Seguramente –o eso esperamos– este nuevo coronavirus no producirá la catástrofe mundial que augura Diamond, aunque podría suceder en algún otro momento. El mayor peligro es que se difunda empujado por la globalización de los transportes, pero al contrario que en épocas lejanas –el caso de la pandemia de gripe de 1918 (inapropiadamente llamada, pues no se originó en España, “gripe española”), que mató en un solo año entre 40 y 100 millones de personas– se pueden tomar algunas medidas en un intento de limitar su propagación; China lo está haciendo de manera radical; ¿sería posible aislar ciudades enteras en otros países? También se está intentando encontrar rápidamente una vacuna. Sin embargo, nada de esto impide que pueda surgir un nuevo virus de cualquier otro tipo que sea terriblemente mortal.
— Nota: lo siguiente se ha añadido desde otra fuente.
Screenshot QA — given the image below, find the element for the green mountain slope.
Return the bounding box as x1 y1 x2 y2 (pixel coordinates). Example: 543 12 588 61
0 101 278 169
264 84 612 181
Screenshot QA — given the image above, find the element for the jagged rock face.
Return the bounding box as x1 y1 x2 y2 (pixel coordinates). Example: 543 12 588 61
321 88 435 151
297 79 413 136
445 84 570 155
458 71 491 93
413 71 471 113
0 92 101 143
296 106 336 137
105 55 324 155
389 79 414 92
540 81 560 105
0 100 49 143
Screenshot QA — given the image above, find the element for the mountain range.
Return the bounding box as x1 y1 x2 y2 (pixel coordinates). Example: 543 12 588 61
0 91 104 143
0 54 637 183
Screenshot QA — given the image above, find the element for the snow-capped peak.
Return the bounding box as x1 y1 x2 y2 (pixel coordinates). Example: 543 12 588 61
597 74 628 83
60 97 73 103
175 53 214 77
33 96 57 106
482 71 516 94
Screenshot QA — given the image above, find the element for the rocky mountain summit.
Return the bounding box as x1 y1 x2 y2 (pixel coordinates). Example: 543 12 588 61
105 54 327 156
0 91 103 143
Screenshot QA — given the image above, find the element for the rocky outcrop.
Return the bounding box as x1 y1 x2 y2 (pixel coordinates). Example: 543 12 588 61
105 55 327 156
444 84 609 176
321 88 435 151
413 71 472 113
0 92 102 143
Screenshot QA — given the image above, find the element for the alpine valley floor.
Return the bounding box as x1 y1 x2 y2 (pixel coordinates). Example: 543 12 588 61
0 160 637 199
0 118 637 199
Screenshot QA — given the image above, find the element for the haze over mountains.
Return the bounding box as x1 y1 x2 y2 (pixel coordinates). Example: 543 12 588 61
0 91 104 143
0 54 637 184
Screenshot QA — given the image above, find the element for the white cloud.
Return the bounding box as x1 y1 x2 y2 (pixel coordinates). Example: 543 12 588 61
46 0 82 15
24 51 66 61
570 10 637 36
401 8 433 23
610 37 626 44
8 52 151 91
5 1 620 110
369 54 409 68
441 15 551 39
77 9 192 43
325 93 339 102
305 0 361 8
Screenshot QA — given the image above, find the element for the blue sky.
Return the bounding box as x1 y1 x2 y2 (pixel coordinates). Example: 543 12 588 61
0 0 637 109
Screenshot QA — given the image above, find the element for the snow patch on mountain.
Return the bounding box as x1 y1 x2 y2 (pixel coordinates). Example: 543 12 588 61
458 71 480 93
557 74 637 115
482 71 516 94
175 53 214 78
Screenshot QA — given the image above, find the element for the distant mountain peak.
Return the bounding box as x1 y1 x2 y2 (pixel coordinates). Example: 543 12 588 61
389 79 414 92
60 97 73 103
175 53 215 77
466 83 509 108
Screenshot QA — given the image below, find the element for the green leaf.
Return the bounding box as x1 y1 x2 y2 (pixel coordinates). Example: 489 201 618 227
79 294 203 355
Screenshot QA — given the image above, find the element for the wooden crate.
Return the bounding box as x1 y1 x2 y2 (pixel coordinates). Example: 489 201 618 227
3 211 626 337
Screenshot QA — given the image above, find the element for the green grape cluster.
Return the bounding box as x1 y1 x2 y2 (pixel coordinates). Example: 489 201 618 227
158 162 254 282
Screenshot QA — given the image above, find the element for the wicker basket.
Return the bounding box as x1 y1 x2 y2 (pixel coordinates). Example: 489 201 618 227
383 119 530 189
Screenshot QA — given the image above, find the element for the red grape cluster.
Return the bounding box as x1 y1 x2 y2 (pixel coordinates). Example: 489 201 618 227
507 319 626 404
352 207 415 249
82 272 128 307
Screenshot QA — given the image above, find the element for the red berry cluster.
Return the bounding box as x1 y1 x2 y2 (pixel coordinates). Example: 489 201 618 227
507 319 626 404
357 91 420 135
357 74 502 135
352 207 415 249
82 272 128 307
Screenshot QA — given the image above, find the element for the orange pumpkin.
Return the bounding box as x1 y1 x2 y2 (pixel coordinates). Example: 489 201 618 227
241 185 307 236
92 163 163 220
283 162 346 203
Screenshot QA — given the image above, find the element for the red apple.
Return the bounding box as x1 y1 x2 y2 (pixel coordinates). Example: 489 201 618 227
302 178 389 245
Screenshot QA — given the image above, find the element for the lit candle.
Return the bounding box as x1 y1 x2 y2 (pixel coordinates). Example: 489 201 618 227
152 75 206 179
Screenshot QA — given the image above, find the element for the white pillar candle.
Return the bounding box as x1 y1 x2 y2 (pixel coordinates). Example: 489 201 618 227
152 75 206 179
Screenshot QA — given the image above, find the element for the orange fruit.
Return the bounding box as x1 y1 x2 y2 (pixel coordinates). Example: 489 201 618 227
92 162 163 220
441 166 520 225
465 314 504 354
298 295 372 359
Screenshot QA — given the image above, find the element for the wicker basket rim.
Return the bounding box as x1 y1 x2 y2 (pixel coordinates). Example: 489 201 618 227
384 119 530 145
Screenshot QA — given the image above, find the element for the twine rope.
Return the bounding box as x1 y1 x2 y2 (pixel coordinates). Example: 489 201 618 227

Prácticamente al mismo tiempo que surgía esta epidemia, la revista estadounidense Bulletin of the Atomic Scientists anunciaba que su famoso reloj de portada, el denominado Doomsday Clock (“Reloj del Apocalipsis”), del que ya traté en dos artículos de marzo de 2017 (El reloj del apocalipsis y Nuevos tiempos para el Reloj del Apocalipsis), se ha acercado a solo 100 segundos de la hora fatal de la medianoche, a la que se asocia un momento de destrucción total de la humanidad. Nunca antes había estado tan cerca del “final”. La anterior “puesta en hora” se produjo en enero de 2017 y entonces el reloj distaba 2,5 minutos de la medianoche. (La primera vez que apareció el reloj, en junio de 1947, la aguja del minutero estaba situada a 7 minutos de las 12). Evidentemente, se trata de una estimación-valoración, pero realizada por un grupo de personas particularmente bien informadas. Las razones de este adelantamiento horario no provienen de epidemias como la de China, sino de la combinación de un par de antiguos y bien conocidos problemas: la posibilidad de una guerra nuclear y el cambio climático, con cibermanipulaciones de información que socaven la habilidad de la sociedad para responder. “La situación de la seguridad internacional”, han manifestado los responsables de la revista, “es terrible, no solamente porque estas amenazas existen, sino porque los líderes mundiales han permitido que se haya erosionado la infraestructura política internacional para tratarlos”.
Si se piensa un poco, solo un poco, en las anteriores amenazas, se concluirá que tanto para comprenderlas como para combatirlas es imprescindible la ciencia, aunque ni siquiera es seguro que con su ayuda se puedan solucionar crisis tan agudas. Pero el gran problema, el sempiterno problema, es el “factor humano”.